Oleh : Nita Karlina (Pegiat Literasi)
Sebanyak enam orang warga di Distrik Agandugume dan Lambewi, Kabupaten Puncak, Papua Tengah dilaporkan meninggal dunia karena kelaparan. Kelaparan itu disebut terjadi akibat musim kemarau panjang yang terjadi di daerah tersebut sejak bulan Juni 2023 lalu. Musim kemarau yang menyebabkan kekeringan itu juga membuat ribuan warga di dua Distrik ini terancam kelaparan karena hasil kebunnya gagal panen. Bupati Puncak, Willem Wandik menyebutkan, dari enam warga yang meninggal dunia itu, lima orang di antaranya adalah orang dewasa dan satu orang lainnya merupakan bayi berusia 6 bulan (Viva.co.id, 30 Juli 2023).
Aneh bukan, negara Indonesia adalah negara yang kaya akan sumber daya alam, terutama di daerah Papua. Namun pada faktanya masyarakat kita di Papua masih banyak yang kelaparan hingga mengakibatkan kematian.
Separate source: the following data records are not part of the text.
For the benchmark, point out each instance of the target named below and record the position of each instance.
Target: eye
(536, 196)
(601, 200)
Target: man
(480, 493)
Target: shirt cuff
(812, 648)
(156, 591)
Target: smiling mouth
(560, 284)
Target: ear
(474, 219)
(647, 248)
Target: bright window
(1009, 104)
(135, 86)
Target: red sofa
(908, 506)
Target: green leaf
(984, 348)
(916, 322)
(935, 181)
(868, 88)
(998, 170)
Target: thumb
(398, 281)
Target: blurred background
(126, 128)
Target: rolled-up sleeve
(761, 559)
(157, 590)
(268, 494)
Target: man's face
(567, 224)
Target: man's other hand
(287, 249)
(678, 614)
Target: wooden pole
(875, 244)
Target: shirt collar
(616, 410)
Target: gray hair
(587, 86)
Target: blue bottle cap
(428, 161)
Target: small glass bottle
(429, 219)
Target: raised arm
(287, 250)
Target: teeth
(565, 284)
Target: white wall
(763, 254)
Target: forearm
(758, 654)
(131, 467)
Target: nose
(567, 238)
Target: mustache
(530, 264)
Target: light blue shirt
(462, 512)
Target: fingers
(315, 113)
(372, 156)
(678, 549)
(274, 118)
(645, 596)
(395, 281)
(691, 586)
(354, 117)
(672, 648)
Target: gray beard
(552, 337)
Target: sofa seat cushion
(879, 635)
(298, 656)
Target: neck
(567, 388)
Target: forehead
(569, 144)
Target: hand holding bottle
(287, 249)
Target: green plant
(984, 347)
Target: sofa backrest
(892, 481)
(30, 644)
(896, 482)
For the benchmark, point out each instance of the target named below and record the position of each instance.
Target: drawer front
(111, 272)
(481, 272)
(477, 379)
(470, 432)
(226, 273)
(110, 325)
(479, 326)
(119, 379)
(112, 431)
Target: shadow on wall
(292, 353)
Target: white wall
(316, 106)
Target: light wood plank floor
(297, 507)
Di mana peran negara yang seharusnya menjadi tonggak utama ketika daerahnya kekeringan atau gagal panen, hingga masyarakat setempat kelaparan. Sungguh ironi, negeri yang kaya, namun kekayaannya di kuasai oleh asing.
Tak dapat di pungkiri, inilah buah dari sistem kapitalisme, menjadikan pemilik utama kekuasaan adalah mereka para pemilik modal. Kita sebagai penduduk asli negeri ini hanya mendapatkan sampah-sampah mereka. Sebagai contoh PT Freeport yang terletak di Papua menambang dan memproses bijih yang menghasilkan konsentrat yang mengandung tembaga, emas dan perak. PT Freeport merupakan perusahaan terbesar di Indonesia yang kendalinya dikuasai oleh asing.
Kasus kelaparan di Papua, hingga menghilangkan nyawa menggambarkan betapa ada ketimpangan pembangunan di wilayah Papua yang sejatinya kaya. Terlebih Indonesia sudah merdeka selama 78 tahun. Ini menandakan bahwa Indonesia memiliki sistem ekonomi dan politik yang tidak tepat, hingga membahayakan nyawa rakyatnya. Lain halnya dengan Islam, dimana memiliki sistem ekonomi politik yang mensejahterakan semua wilayah, tanpa melihat potensi wilayah. Wallahu'alam bishowwab.